When Roe was passed, the crime rate dropped significantly (around 47 percent) 20 years later because children were not being put into unfit or dangerous homes. There are, in fact, more couples that want to adopt than there are children in foster care, and many are LGBTQ+ couples. Just last year, the Supreme Court defended a Catholic adoption agency’s right to discriminate against gay couples wanting to foster, making the foster system unnecessarily more crowded. 

If the mother decides not to put their child in the foster care system, she will not have universal healthcare and face food insecurity as social welfare programs continue to be unsustainable fixes to larger issues. If a person decides that they don’t want to raise a child in either of these conditions, it is certain they will take matters into their own hands and there will be an over 20 percent increase in pregnancy-related deaths.


I Want to Educate Young Women About Sex and How to Prevent Unplanned Pregnancies

The debate around pro-life and pro-choice is arguably one of the greatest political marketing tactics ever created.

The truth is, there aren't many people who are pro-abortion: Logically, we are all on the same side. No one wants a world in which their only options for an unplanned pregnancy are giving up their own life and scarring a child because they’re unwanted or putting them into a system that has no support for their physical, emotional or mental well-being. The statistics and research show clearly—for the life of women, codify Roe. For the life of children, codify welfare.

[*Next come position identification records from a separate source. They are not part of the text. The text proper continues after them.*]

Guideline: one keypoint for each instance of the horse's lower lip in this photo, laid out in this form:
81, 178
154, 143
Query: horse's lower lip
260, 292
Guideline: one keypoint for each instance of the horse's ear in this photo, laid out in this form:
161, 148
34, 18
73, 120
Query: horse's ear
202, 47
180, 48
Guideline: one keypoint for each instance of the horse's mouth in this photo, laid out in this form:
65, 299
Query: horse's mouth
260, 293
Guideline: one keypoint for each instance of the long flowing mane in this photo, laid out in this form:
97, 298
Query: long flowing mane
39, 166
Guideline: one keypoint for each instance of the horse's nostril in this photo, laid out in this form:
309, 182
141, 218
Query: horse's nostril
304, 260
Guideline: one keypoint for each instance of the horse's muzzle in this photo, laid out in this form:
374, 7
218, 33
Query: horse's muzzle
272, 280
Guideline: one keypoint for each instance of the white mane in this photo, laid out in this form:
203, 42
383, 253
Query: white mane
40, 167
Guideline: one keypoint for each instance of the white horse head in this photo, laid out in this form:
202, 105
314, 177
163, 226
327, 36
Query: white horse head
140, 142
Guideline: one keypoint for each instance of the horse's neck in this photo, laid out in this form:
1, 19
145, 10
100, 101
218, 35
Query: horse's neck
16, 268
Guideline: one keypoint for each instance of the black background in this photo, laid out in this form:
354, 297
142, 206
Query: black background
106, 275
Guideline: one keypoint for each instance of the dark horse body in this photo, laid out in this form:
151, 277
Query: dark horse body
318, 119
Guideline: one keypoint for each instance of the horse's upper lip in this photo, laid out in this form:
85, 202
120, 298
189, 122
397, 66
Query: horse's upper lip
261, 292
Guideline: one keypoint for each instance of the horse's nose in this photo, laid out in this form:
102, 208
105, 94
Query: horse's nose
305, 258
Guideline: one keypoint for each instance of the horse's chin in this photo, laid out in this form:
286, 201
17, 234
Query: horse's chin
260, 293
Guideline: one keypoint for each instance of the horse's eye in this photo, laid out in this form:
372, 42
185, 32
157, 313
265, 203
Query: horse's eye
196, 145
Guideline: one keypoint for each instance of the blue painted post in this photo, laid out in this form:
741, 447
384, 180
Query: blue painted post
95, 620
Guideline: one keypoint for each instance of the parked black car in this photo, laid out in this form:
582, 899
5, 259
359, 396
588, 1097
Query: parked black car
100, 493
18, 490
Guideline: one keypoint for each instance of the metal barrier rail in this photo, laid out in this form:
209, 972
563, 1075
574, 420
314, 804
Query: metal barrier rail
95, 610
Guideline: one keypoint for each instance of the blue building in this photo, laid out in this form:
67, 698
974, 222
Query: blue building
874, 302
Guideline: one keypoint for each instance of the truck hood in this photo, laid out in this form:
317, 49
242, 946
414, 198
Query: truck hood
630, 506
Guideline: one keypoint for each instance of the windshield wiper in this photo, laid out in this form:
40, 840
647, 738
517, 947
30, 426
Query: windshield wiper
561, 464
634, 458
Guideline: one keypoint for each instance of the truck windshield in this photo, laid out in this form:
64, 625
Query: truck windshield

I stood outside the Supreme Court this week, protesting for my rights; I couldn’t help but notice the pro-life side where I once stood and where many of my friends and family still side. If you’re a pro-lifer and you believe that abortion is murder, that’s fine. I don’t have any desire to try and change your mind. But I do beg you to ask yourself: What is the state of our country if women would rather commit “murder” than bring up their child? And why aren’t you doing more to change it? 

More than anyone, I want to end abortion.

I want to end abortion by educating youth about consent and how to prevent unplanned pregnancies using widely accessible birth control. I want to end abortion by creating a better foster care system. I want to end abortion by improving our healthcare system. I want to end abortion by creating a world where everyone wants and chooses for a child (planned or not) to grow up. Don’t you?